John Grant is approaching his life honestly. In the lyrics of his latest solo album Pale Green Ghosts, the former frontman of The Czars sings about being an openly gay man who is also HIV positive. Grant was in town last week for a show at (Le) Poisson Rouge, and though our conversation veered into territory most musicians would balk at, he faced difficult issues with a thoughtful grace.
In a lot of ways your new record feels like a concept album, both sonically and content wise. Was that the intent?
I don’t look at it as a concept album. In terms of sonically, well, my last record Queen of Denmark was about the ’70s, so this one is a natural move toward the’ 80s. I’ve always listened to bands like Skinny Puppy and Eurythmics and my heart has always needed to get that into a record. If my first record was about childhood, this one is about the difficultly of young adulthood. I had moved to Colorado from Michigan. It was a difficult move, was a difficult process with a lot of chaos and confusion. This is about going back and taking stock of that.
You talk about the ’80s being a difficult, tumultuous time. Why was that?
Being gay was not okay in the environment I grew up in. I was told being gay meant you were going to hell. You grow up believing that when that’s what you’re being told, yet I saw myself becoming what I was not supposed to become. It was not okay in my family. Some people could say fuck you to their parents. I wasn’t able to do that at the time.
To what extent have you reconciled with your family?
My mother died right after I came out, so she and I never got to work things out. As far as being reconciled with my siblings, they are fine with who I am. My sister actually came out as a lesbian. I came out in the 90s. 91 or 92 was when I told my parents. I never even planned to tell my father I have HIV. One of my brothers did. It’s not something that’s relevant to his life.
You bring up the fact that you’re HIV positive and I read somewhere you were informed by text message. That must have been an overwhelming experience.
I was buying shoes in Berlin, I was living in Berlin at the time. And a guy sent me a text that said he had bad news. I had been with this guy… As soon as I landed in Sweden, I didn’t know anyone in Sweden, I found a doctor and took a test. Of course it came back positive. It was January, it was dark all the time. It was a dark month. You know in your mind it’s not the death sentence it once was, but it’s still a very emotionally intense experience.
So were you aware at the time of the progress that has been made in treatment?
I knew that things had progressed quite dramatically since the 80s or the 90s.

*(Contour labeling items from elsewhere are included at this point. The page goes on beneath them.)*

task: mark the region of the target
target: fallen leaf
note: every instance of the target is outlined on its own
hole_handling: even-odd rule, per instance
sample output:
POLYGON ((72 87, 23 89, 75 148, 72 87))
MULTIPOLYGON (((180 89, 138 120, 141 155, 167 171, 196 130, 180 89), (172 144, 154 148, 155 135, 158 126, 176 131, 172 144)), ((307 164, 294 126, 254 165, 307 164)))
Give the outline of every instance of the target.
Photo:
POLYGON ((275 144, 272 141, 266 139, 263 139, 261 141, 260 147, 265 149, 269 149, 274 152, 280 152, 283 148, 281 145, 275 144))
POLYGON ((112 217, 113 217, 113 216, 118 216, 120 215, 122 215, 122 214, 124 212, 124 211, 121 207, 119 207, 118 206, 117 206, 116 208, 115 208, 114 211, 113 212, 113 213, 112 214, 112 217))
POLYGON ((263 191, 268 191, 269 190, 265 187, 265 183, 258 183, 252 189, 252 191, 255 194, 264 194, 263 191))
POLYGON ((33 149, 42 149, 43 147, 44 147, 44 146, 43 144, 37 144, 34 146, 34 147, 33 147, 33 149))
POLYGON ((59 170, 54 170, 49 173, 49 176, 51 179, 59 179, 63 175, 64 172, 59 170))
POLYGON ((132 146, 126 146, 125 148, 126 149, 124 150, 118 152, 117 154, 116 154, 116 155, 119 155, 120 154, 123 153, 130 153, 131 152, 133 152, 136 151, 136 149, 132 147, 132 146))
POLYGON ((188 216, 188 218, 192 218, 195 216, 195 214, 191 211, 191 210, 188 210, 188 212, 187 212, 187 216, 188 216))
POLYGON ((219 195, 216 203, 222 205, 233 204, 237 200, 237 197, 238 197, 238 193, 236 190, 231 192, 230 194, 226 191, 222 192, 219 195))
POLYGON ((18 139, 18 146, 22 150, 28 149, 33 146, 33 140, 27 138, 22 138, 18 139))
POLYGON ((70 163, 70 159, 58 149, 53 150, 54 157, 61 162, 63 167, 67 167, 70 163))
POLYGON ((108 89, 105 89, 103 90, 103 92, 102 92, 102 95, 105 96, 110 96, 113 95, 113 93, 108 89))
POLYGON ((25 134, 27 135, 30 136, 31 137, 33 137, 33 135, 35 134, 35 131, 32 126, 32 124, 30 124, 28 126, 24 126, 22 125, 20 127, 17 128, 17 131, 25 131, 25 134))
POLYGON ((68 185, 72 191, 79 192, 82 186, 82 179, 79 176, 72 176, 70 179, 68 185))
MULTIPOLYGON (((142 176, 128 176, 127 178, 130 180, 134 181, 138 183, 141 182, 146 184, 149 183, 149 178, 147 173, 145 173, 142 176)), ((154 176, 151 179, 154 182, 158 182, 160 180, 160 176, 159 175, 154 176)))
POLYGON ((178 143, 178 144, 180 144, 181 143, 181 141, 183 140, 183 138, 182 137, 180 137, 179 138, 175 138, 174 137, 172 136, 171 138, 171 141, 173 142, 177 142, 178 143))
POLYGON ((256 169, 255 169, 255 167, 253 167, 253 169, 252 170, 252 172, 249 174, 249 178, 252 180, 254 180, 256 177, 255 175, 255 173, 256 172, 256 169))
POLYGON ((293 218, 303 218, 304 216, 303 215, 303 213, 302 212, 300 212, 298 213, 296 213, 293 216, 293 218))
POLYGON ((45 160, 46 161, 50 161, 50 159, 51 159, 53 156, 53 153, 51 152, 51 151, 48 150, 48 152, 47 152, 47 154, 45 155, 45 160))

But I didn’t know what kind of virus I got, there’s all sorts of new mutations that you can get. I know a lot of people don’t have to start taking medication for ten years sometimes. But I got some extra special virus, where I needed to start taking medication after one year.
This album has been very well received. Does it feel good to get that external validation?
I guess the validation is feeling that I’ve expressed myself honestly in an artistic way. I spent a lot of my life feeling like I had to be a certain way. I can’t afford to do that anymore. Of course I want to be accepted. I want to have good reviews, want to have people like my record. My last record was album of the year in Mojo, one of the biggest music publications of all time. But they don’t like this record. I can’t get my validation from outside sources. Then I’m screwed. One of the difficult things about making a record is hearing all the outside voices when you lie in bed at night. I completely ignore those voices. That’s none of my fucking business, what people will think of it. I can only express myself as honestly as clearly as I can. I’m just human.
I can’t make an honest record if I’m worried about how I think I’m supposed to be perceived. There’s times I wish I was like lead singer of The Strokes or David Bowie. But that simply is not my life, it’s not me. I have to ignore all of that shit.
Well in a way that idea ties into what you were saying earlier about acceptance of oneself. You sing about that on the song “Ernest Borgnine”.
Stuff like “Ernest Borgnine,” where I talk about forgiving myself for getting HIV, that’s a difficult issue to talk about. [In the song] I’m thinking about escaping into an absurd situation, what would one of my favorite actors do in my situation. But my favorite actor Ernest Borgnine is now dead. He doesn’t care about my HIV diagnosis.
But putting something like that out there isn’t just for me– there are a lot of people struggling with HIV. I’m looking for contact with those people too, so that I have people to talk to as well.